Even more important, I want to be sure that my future vet knows when a case is over their head, and so I’ve been asking what types of specialists they have a relationship with, and what types of cases they typically refer out. I’m asking what types of surgeries they do on a regular basis.


The answers have been interesting, and so far, I haven’t found the “perfect” clinic. It probably doesn’t exist. I’m not quite ready to make a decision, but I’m close. But no matter which clinic I choose, my tours and interviews have helped me feel more comfortable.

9 comments:

Eliz said...

I'm so interested in what you've discovered! You'll have to fill me in.

Crystal said...

I'll let you know as soon as I decide. I need to go tour Lake Harriet, I think.

Liz said...

Wow, this is great Crystal. I also will be very curious to hear your final decision. These are all wonderful questions, and many I have failed to ask myself before committing to certain doctors or clinics (and kicked myself for not asking after the fact).

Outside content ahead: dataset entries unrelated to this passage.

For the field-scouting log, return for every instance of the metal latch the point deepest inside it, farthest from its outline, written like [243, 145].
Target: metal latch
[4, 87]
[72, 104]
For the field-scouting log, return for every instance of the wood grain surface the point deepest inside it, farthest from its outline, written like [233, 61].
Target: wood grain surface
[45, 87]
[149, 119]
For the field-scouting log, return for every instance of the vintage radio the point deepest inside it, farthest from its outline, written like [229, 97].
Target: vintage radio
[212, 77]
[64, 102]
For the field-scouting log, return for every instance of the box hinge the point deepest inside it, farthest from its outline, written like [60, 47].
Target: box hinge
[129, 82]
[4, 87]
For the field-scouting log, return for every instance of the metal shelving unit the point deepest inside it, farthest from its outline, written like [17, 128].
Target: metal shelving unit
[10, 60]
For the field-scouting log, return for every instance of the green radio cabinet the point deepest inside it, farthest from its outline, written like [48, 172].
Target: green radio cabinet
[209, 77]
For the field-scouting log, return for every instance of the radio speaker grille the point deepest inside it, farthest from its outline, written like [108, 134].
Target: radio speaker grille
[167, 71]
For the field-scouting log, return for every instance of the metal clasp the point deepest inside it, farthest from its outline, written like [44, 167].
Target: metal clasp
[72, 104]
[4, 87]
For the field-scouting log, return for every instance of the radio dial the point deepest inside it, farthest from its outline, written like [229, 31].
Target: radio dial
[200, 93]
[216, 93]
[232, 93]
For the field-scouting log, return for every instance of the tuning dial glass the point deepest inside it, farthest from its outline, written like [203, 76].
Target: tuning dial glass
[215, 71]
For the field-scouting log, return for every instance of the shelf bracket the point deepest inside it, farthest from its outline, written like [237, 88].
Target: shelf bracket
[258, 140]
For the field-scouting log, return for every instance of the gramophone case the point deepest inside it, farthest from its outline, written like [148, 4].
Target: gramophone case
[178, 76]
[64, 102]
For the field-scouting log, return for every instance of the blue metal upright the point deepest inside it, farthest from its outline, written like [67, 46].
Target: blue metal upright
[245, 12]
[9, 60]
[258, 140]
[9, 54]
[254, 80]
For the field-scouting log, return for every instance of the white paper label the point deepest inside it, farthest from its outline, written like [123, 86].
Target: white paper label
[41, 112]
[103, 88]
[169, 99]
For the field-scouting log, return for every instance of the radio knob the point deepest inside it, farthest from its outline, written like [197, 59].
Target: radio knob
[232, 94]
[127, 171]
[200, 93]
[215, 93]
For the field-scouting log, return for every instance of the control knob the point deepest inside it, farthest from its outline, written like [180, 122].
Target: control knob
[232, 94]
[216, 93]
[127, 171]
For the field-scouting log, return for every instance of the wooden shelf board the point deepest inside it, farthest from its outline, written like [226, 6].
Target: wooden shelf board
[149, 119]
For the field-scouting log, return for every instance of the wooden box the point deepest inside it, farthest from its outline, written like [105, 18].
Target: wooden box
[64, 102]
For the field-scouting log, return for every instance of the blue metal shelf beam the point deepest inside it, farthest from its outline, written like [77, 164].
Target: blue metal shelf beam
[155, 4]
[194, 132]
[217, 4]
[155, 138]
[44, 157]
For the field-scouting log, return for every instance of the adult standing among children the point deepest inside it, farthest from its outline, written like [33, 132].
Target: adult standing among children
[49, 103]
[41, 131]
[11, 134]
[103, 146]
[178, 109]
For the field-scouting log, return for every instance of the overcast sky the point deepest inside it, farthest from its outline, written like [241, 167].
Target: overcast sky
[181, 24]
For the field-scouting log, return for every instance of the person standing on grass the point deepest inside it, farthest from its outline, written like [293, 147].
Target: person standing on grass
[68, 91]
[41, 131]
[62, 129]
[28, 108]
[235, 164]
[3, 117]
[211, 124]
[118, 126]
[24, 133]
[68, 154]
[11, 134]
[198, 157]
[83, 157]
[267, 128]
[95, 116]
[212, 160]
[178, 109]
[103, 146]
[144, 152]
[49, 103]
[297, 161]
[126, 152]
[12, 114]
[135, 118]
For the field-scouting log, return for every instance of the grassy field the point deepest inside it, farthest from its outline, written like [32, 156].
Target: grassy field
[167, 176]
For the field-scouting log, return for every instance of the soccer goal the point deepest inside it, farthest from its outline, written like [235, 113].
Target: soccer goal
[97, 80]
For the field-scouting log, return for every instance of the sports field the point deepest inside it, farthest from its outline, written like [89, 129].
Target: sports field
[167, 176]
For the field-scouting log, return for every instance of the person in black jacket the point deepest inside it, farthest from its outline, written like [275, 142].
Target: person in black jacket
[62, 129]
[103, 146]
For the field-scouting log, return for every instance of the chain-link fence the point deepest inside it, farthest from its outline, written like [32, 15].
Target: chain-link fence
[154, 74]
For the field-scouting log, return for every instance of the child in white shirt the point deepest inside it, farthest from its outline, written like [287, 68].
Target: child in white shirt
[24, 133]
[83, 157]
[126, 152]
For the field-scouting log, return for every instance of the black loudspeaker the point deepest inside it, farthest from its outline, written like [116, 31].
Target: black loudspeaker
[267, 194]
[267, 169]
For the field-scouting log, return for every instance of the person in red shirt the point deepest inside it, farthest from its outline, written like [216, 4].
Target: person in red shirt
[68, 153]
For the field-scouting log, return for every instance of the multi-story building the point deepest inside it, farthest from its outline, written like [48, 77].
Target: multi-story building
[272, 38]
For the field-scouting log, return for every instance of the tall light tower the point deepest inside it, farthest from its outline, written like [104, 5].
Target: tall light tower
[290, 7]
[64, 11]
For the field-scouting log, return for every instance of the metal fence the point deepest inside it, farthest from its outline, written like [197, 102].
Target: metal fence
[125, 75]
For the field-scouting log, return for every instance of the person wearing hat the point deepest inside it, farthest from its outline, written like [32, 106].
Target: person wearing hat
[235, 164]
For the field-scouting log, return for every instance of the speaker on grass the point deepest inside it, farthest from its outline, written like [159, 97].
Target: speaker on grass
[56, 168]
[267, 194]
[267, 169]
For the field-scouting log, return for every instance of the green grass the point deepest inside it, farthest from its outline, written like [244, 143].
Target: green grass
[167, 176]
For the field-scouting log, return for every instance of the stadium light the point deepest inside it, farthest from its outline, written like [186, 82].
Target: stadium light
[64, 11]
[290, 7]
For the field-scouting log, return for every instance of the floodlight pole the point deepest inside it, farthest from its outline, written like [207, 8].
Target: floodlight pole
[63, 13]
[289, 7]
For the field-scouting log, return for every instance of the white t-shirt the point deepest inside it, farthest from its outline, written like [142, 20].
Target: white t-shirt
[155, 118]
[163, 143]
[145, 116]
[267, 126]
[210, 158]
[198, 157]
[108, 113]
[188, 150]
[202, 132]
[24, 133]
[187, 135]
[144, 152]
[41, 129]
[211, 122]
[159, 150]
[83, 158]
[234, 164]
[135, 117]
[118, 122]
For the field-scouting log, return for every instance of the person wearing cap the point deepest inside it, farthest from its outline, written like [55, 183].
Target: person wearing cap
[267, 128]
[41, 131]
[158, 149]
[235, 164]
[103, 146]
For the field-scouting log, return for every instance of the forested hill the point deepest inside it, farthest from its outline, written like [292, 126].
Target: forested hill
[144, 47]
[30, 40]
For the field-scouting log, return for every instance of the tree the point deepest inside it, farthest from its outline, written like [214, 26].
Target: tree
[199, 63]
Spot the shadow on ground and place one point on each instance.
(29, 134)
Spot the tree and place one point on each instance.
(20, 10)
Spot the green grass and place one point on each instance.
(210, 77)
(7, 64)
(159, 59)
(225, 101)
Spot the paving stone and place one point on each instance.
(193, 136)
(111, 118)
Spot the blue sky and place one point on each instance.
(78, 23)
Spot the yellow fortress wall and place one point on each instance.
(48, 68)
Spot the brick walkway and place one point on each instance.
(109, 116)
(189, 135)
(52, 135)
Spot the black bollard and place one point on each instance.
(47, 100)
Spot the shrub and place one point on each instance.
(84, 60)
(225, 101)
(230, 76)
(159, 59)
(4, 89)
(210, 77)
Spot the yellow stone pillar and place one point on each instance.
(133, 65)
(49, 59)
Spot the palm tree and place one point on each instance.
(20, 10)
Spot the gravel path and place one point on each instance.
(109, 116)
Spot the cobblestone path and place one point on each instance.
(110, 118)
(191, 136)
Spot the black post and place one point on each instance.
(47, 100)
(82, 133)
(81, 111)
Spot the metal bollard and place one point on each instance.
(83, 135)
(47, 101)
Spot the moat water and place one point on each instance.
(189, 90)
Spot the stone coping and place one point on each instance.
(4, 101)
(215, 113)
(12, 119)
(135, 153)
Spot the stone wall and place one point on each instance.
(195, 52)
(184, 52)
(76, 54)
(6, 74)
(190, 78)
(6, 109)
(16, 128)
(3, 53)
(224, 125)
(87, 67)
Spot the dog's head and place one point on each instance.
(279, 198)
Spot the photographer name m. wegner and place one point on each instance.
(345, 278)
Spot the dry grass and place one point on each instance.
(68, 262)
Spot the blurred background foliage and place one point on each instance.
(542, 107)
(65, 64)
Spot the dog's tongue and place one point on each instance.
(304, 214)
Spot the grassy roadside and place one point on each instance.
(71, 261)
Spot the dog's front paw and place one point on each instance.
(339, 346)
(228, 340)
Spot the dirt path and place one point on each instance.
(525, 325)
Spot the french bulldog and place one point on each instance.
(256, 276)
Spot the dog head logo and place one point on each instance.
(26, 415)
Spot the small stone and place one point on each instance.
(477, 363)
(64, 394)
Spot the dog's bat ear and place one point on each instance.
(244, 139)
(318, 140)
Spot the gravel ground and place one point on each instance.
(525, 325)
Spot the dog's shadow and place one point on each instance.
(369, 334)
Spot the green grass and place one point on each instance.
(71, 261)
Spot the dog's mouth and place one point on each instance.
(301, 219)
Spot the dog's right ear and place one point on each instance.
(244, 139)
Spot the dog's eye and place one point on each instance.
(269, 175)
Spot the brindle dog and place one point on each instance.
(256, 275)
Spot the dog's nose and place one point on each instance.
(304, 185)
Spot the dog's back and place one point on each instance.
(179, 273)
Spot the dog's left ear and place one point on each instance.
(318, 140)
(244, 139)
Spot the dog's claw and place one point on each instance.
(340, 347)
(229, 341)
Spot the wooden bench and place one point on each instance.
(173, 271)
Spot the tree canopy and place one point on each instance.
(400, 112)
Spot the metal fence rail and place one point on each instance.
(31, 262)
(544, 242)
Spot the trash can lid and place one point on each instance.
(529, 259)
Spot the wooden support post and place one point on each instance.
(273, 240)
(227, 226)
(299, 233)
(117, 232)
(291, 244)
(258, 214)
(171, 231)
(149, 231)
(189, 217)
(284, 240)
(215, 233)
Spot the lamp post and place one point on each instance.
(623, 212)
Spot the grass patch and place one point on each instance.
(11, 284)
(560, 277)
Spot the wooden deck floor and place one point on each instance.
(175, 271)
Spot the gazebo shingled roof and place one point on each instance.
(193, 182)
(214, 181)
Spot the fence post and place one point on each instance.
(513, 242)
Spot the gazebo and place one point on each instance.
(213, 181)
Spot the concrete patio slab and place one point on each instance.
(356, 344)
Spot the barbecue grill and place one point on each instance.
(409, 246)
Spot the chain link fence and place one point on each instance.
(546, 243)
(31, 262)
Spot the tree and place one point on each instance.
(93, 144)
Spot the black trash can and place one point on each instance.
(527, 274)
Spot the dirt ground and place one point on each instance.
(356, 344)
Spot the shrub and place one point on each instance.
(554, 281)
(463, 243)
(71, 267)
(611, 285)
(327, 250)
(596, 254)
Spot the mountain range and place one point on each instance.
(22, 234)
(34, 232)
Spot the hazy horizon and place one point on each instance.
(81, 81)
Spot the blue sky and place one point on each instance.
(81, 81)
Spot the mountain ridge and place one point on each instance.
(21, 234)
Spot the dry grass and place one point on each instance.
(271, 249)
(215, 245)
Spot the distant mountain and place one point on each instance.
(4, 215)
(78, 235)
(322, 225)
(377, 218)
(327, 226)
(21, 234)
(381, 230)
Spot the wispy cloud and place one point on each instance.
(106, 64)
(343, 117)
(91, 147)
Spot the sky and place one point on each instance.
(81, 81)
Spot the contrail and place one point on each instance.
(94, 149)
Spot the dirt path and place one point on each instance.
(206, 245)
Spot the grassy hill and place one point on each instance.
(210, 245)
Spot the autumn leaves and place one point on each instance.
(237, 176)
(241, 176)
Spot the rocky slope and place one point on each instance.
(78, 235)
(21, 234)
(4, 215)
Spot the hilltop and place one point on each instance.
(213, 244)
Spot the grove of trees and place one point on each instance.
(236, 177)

Funny side note/story--while I don't feed my dogs raw consistently (need more freezer space!), I am more than open to incorporating it as part of their diet. My old vet--who I did like, but was very old school--once commented on how nice my dogs teeth were. I said, well it must be the raw bones I have been feeding them. He seriously gasped and said--"you don't know where those have been! They may have been handled improperly and could contain bacteria." Well, they may, but theyre also being sold in a store as "human food." I got his point, but it also made me laugh. I had no idea until very recently how unversed most vets are on canine nutrition.

Crystal said...

Thanks, Liz. I admit, I didn't do much research to choose my first vet, and while I was happy with them, I wouldn't go back.

I was kind of desperate when we chose the second- the one closing now- so didn't interview them as closely, but I've loved them.

But now I know a lot more about what I want in a clinic, what I need in a clinic, and what's worked (and didn't) for me in the past. I hope the new clinic is awesome.

Joanna said...

Thanks so much for this post! I've never had a regular vet with Ira, since we've gone through moves and seeing a handful of specialists over the past few years. I want to check out a holistic vet close to my current apartment and I'm hoping they'll be my regular vet for my future puppy. And Jasper, I guess, but I'm bad and don't take him in regularly.

Kristen said...

Great post! We had to find a new vet a month ago due to the tests we wanted not being available at the place we used to go. We still maintain a relationship with that clinic because the -are- nice to us (even if they don't do what we need), they will come in 24-7 for an emergency (and have for me!), donate services to the shelter I volunteer at, and they do accept a payment plan if necessary.

But our new vet... separate exit! You get in the exam rooms RIGHT away, great restraint! You pay while in the room, no silly standing in line in the waiting room with a stressed out pet!

Good luck in your search!

Jules said...

Excellent post. I hope you find a clinic that will work for you.

Louise Kerr said...

Good Post Crystal however don't ever contemplate moving to a country area in Australia. Most of our city vets would never meet your criteria let alone the one vet clinic that I have access to in a 170 km radius from my home. Luckily they understand that as a pet care professional and a scientist that I have a great deal of knowledge and are happy to let me share that when it comes to making decisions about my pets. What does get up my nose however it some of my grooming clients who think the vets are gods and can do no wrong. Then there is Caesar Milan lol and how wonderful (not) his training methods are. Slowly, slowly I educate.

Crystal said...

Louise, I think any country area would make it more difficult to find what I'm looking for. I'm fortunate to live in a major metro area (Minneapolis/St. Paul, Minnesota), so I have LOTS of resources available to me.

My parents, on the other hand, live in rural South Dakota, and have very little available to them. They don't even have an emergency clinic nearby. I have three to choose from, two of which are about 10 minutes away.